Seragam sekolah, bagi sebagian besar orang tua, bukan sekadar kain yang dijahit rapi. Ia adalah pengingat tentang kewajiban yang harus mereka tunaikan di awal tahun ajaran. Harga kain naik. Ongkos jahit melonjak.
Banyak keluarga harus rela menunda kebutuhan lain demi memastikan anaknya tidak datang ke sekolah dengan seragam lusuh yang membuat mereka minder sejak hari pertama.
Dalam konteks inilah kebijakan seragam gratis yang digagas pemerintah daerah menemukan relevansinya.

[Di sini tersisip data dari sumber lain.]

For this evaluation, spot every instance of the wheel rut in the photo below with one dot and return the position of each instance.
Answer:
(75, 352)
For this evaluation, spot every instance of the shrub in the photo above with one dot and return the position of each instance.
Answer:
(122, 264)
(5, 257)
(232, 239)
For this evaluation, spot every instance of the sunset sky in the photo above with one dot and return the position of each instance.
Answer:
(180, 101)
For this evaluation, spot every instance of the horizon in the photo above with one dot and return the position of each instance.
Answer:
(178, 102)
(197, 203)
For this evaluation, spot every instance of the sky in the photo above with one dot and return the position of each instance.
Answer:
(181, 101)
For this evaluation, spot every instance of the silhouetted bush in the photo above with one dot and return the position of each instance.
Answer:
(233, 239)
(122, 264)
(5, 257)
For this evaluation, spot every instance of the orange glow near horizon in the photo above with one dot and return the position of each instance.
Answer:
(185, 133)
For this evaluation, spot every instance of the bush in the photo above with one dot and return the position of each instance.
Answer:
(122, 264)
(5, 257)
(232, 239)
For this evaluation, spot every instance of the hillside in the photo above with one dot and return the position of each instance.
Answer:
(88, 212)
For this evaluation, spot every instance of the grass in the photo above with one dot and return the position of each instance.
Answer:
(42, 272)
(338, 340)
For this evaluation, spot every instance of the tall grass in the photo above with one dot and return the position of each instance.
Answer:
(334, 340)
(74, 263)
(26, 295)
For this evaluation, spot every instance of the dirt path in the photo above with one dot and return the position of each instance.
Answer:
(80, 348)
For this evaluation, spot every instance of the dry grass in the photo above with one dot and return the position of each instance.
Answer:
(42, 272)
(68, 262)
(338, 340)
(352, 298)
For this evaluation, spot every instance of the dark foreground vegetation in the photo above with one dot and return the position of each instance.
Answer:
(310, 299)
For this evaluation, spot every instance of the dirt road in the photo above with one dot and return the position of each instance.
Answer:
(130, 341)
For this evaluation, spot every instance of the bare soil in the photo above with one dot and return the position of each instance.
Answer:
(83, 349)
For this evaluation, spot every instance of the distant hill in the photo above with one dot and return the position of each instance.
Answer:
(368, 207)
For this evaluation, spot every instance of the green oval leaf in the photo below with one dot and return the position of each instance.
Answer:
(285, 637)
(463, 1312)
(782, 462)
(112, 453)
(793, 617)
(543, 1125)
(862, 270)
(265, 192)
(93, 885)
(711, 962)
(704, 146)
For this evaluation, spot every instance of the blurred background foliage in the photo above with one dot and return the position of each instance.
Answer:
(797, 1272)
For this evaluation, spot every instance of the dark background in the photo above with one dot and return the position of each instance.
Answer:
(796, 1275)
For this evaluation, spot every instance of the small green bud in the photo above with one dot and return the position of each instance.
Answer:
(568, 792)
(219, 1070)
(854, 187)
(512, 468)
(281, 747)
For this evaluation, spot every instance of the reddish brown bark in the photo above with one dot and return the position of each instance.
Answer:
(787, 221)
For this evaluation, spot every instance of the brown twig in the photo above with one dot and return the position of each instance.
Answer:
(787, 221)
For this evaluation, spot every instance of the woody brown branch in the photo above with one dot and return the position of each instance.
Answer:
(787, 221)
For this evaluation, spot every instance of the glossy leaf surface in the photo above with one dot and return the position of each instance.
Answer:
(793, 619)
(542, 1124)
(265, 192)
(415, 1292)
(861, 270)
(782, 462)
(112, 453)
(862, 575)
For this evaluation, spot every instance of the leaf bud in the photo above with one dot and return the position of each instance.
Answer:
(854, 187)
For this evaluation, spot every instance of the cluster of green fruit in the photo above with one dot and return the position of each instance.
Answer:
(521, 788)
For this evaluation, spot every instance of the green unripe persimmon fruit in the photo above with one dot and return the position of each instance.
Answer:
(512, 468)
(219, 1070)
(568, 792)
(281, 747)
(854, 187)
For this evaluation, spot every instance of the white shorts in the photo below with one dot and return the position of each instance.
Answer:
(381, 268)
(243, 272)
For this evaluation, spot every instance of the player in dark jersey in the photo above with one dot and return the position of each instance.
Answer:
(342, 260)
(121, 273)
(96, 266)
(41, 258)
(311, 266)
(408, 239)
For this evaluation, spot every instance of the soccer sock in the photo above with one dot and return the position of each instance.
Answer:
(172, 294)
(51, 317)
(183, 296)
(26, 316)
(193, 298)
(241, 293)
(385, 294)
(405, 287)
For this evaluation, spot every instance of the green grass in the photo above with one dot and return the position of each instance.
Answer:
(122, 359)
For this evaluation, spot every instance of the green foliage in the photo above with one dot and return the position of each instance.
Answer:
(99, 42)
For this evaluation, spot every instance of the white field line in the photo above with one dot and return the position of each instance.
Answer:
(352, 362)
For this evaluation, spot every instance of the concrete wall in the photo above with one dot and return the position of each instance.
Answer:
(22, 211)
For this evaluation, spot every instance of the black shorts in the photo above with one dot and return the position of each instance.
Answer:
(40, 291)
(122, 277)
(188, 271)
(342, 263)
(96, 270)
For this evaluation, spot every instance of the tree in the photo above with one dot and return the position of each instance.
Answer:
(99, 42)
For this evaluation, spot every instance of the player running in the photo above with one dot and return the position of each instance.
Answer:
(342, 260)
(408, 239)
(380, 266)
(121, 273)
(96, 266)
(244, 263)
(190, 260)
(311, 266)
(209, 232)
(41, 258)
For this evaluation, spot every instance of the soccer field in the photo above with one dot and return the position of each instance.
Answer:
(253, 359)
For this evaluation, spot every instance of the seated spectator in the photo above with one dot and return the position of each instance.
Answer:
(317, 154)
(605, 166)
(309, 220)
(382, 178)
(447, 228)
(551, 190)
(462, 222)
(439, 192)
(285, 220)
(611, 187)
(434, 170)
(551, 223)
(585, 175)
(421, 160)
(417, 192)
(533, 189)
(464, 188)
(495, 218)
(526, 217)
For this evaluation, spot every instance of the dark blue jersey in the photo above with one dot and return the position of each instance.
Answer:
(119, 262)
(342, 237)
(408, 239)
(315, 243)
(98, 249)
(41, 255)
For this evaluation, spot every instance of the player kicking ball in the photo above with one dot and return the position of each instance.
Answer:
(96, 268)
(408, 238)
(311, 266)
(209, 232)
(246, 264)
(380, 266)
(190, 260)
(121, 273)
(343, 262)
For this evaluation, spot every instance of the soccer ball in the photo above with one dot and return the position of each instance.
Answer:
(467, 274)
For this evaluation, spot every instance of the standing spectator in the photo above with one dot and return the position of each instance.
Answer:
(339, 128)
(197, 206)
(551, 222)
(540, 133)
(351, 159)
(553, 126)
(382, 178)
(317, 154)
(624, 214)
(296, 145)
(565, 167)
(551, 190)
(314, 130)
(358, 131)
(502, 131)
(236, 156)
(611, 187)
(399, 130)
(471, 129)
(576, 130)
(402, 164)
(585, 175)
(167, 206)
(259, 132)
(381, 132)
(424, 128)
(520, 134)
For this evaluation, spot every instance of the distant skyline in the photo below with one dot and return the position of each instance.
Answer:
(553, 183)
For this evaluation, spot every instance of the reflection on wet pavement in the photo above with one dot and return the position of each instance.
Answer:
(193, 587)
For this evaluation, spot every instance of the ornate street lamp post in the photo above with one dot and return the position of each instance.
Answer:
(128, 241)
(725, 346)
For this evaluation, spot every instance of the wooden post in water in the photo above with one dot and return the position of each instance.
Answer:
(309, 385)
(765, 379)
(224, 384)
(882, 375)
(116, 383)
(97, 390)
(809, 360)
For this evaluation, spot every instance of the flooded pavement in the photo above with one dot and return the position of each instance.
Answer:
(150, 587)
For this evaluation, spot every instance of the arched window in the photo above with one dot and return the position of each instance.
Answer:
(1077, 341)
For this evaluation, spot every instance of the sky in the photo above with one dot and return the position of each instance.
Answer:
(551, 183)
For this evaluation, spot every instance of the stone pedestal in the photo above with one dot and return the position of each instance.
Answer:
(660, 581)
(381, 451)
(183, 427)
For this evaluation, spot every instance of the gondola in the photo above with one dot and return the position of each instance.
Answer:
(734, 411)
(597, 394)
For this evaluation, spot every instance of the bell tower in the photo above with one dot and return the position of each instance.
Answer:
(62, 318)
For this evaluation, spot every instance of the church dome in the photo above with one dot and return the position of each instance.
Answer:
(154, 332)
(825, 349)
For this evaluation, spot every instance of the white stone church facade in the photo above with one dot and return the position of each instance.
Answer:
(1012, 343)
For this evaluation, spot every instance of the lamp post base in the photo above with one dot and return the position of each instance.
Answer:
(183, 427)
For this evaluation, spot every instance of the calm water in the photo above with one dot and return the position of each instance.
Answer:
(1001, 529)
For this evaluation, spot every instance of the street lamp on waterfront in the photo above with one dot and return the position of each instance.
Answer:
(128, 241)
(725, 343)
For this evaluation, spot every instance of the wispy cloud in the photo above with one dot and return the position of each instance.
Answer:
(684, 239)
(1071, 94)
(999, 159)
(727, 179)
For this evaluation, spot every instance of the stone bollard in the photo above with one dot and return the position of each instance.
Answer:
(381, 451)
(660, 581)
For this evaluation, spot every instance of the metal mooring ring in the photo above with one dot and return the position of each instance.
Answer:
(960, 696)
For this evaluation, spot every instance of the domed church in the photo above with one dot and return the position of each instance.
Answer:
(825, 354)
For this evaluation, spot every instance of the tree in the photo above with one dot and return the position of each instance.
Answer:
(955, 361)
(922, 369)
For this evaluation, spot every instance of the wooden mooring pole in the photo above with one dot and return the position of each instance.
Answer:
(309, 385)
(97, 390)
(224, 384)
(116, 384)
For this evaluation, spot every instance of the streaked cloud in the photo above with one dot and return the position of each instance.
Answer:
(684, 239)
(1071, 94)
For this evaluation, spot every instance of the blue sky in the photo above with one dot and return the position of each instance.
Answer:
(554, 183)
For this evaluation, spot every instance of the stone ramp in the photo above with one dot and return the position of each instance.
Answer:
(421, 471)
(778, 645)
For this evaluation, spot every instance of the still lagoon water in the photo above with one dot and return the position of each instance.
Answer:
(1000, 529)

Undang-undang tidak hanya membolehkan, tetapi memberi ruang yang sangat jelas bagi pemerintah kota dan kabupaten untuk menghadirkan program inovatif yang meringankan beban warganya.
Urusan pendidikan memang menjadi kewenangan bersama.
Pemerintah daerah ditugaskan memperluas akses, menurunkan beban biaya, dan menjamin tidak ada anak yang tertinggal karena hambatan ekonomi.
:quality(30):format(webp):focal(0.5x0.5:0.5x0.5)/makassar/foto/bank/originals/2025-10-14-Rusdianto-Sudirman.jpg)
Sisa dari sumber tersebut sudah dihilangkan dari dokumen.